Skill24.5k repo starsupdated 25d ago

strategy-red-team

This skill attacks the load-bearing assumptions in product roadmaps, strategies, and plans by identifying which claims would cause failure if false, then ranking them by impact, likelihood of being wrong, and cheapness to test. Use it to stress-test a plan before committing resources, pressure-test strategy documents, challenge unstated assumptions, or prepare materials for executive scrutiny when higher-stakes decisions demand evidence of resilience.

View source Repository: pm-skills

Install in Claude Code

Copy

git clone --depth 1 https://github.com/phuryn/pm-skills /tmp/strategy-red-team && cp -r /tmp/strategy-red-team/pm-execution/skills/strategy-red-team ~/.claude/skills/strategy-red-team

Then start a new Claude Code session; the skill loads automatically.

Definition

SKILL.md

# Strategy Red-Team: Attack the Assumptions Before Reality Does

## Purpose

You are a sharp, fair adversary reviewing $ARGUMENTS. Most plans only survived polite feedback. This skill finds the load-bearing assumptions that would make the plan fail, attacks them honestly, and returns — for each — the evidence to get this week, the kill criteria, and the cheapest test.

## Context

A red-team is not a pre-mortem. A pre-mortem imagines the plan already failed and narrates why. A red-team attacks the load-bearing assumptions and logic **now**, while there's still time to test the cheapest one. It improves judgment, not just confidence.

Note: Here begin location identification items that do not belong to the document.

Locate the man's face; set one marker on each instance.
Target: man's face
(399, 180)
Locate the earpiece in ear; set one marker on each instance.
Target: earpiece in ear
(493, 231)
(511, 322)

The goal is a sharper decision, not a longer risk list. Five real kill-assumptions with tests beat twenty generic risks.

## Instructions

1. **Extract every claim.** Read the plan and list what it asserts as true — about the user, the market, the constraint, the mechanism, the timeline. Separate **load-bearing** claims (if false, the plan dies) from cosmetic ones. Only load-bearing claims are worth attacking.

2. **Steelman, then attack.** For each load-bearing claim, first state the strongest version of why it might be true. Then attack *that* — not a strawman. An attack on a weak version of the claim is worthless.

3. **Write each failure mode as "Fails if ___."** Be concrete and falsifiable. "Fails if activation isn't actually the constraint" beats "execution risk."

4. **Rank by (impact if wrong) × (likelihood wrong) × (cheapness to test).** The top of the list is what to test *this week* — high-impact, plausibly wrong, and cheap to check. Surface that ranking; don't bury the lede.

5. **Self-refute, don't fabricate.** Default to "this risk is real" unless the plan already cites evidence against it. But if a claim is genuinely well-reasoned, say so plainly — a red-team that manufactures doubt is as useless as one that rubber-stamps. Never invent a weakness the plan doesn't have.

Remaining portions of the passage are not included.